If they were as bad as the 1-15 Rams of 2009, they would have scored 15 – and still won the game!
But Dallas scored just seven points. Seven. They scored one point for every 54 yards of offense. As a result, they lost in ugly fashion to a Washington team that everybody thought they should beat.
Now, da Bears
Chicago beat Detroit in Week 1, 19-14, but not without doing everything in its power to blow the game (which it nearly did). Here is a chart of all 14 Chicago's drives (minus the game-ending kneel downs) on Sunday.
Chicago drives vs. Detroit (Week 1, 2010)
|
Drive Start |
Drive End |
Yards |
Result |
|
Own 34 |
Det 2 |
64 |
Field Goal |
|
Own 39 |
Chi 44 |
5 |
Interception |
|
Own 25 |
Det 12 |
63 |
Fumble |
|
Own 43 |
Det 37 |
20 |
Punt |
|
Own 31 |
Det 27 |
42 |
Fumble |
|
Own 21 |
Det 0 |
79 |
Touchdown |
|
Own 37 |
Det 13 |
24 |
Field Goal |
|
Own 36 |
Det 41 |
23 |
Punt |
|
Own 38 |
Det 38 |
24 |
Punt |
|
Own 27 |
Chi 39 |
12 |
Fumble |
|
Own 9 |
Det 42 |
49 |
Punt |
|
Det 1 |
Det 1 |
0 |
Turnover on Downs |
|
Det 41 |
Det 38 |
3 |
Punt |
|
Own 44 |
Det 0 |
56 |
Touchdown |
The Bears drove into Detroit territory on 12 of 14 drives. That's pretty impressive. But then it all fell apart.
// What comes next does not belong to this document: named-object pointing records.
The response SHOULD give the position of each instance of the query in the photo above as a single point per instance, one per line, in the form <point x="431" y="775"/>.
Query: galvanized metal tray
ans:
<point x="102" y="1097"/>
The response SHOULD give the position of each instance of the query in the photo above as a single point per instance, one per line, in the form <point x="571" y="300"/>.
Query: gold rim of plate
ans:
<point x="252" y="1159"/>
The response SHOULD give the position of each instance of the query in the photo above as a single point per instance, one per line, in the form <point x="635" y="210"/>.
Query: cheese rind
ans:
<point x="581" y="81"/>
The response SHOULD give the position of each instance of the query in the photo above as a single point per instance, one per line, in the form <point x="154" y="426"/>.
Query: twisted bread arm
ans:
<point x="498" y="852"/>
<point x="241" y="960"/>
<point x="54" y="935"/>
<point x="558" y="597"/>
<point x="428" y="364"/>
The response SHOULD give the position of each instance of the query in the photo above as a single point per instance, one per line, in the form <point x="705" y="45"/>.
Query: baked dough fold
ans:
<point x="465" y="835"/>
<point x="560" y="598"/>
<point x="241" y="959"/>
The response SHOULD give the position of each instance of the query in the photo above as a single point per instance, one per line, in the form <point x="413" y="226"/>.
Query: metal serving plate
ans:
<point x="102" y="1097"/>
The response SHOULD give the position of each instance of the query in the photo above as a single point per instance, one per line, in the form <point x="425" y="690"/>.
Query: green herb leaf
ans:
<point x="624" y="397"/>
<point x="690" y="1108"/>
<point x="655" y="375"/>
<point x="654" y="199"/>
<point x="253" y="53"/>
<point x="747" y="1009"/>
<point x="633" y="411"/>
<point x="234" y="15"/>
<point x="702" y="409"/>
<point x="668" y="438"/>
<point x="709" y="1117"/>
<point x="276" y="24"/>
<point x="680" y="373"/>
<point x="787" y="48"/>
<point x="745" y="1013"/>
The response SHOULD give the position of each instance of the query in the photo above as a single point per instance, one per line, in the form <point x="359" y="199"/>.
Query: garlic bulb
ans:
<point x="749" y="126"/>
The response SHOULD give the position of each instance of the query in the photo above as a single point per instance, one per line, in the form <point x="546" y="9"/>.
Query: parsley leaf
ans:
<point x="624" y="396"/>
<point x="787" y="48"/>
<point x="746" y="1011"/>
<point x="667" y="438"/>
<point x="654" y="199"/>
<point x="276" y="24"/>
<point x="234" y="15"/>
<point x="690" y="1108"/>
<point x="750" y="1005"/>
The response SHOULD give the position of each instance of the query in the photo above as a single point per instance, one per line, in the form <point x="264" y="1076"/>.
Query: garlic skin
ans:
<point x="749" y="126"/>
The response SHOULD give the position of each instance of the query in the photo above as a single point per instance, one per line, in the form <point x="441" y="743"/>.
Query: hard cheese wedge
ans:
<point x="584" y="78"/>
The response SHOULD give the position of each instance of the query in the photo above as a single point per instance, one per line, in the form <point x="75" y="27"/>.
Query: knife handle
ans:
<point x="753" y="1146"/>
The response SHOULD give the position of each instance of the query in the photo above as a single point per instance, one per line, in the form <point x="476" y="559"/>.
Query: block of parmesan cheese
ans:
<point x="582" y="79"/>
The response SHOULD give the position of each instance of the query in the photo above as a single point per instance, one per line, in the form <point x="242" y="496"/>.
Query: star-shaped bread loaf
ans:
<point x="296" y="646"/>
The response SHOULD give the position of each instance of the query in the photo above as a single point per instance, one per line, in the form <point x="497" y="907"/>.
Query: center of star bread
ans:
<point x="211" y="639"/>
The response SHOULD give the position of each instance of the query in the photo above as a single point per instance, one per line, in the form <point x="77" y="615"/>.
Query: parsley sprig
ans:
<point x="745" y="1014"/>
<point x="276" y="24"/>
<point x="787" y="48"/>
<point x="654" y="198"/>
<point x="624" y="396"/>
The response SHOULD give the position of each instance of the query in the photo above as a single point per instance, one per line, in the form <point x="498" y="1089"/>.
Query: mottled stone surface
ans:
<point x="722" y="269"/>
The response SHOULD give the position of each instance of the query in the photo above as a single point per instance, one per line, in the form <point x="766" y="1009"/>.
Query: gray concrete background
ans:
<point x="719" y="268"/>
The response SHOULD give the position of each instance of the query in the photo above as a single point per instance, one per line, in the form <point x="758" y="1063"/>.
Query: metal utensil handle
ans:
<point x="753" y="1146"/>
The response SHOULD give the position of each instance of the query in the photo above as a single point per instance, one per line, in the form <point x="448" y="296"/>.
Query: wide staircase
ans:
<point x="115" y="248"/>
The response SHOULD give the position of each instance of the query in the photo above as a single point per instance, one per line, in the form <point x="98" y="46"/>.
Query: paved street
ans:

- Three drives ended with fumbles inside the Detroit 40.
- Four drives ended with scores.
- Fives drives ended with punts inside Detroit territory.
The five punts inside Detroit territory were the defining statistical and situational moment of the game, and perhaps in Chicago's season. Three of those punts came on 4th and 5 or less. By punting over and over inside Detroit territory, often in convertible situations, the Bears showed the lack of intestinal fortitude that often defines gutless teams afraid of their own shadow.
Basically, the Bears decided to play a conservative game of field position against a terrible Detroit team that:
-
managed only 168 yards of offense
-
-
went 2-30 the last two seasons, the worst two-year record in NFL history
To put it another way, the Bears almost lost a game at home because they were afraid of the lousy Lions.
We urge you to step away from your computer and ponder that last sentence. The Bears were afraid of a team that has won two games in the last two years.
From a personnel perspective, the Bears shipped a pile of draft picks to the Broncos for big-armed Jay Cutler last year ... so that they could punt five times .... in enemy territory ... against a team that's 2-30 over the last two years ... and that can't play defense.
Chicago's performance was one of the most gutless efforts we've seen in years. Perhaps Chicago management should have studied our Scoreability Index before they sold out the future for habitually inefficient Cutler, who threw 26 picks last year, among the most in modern history, sparking a huge decline in efficiency for the Bears offense.
Or maybe Chicago's brain strust did study our Scoreability Index after last season, after it was too late, and decided the best strategy Sunday was to take the ball out of his hands in key situations.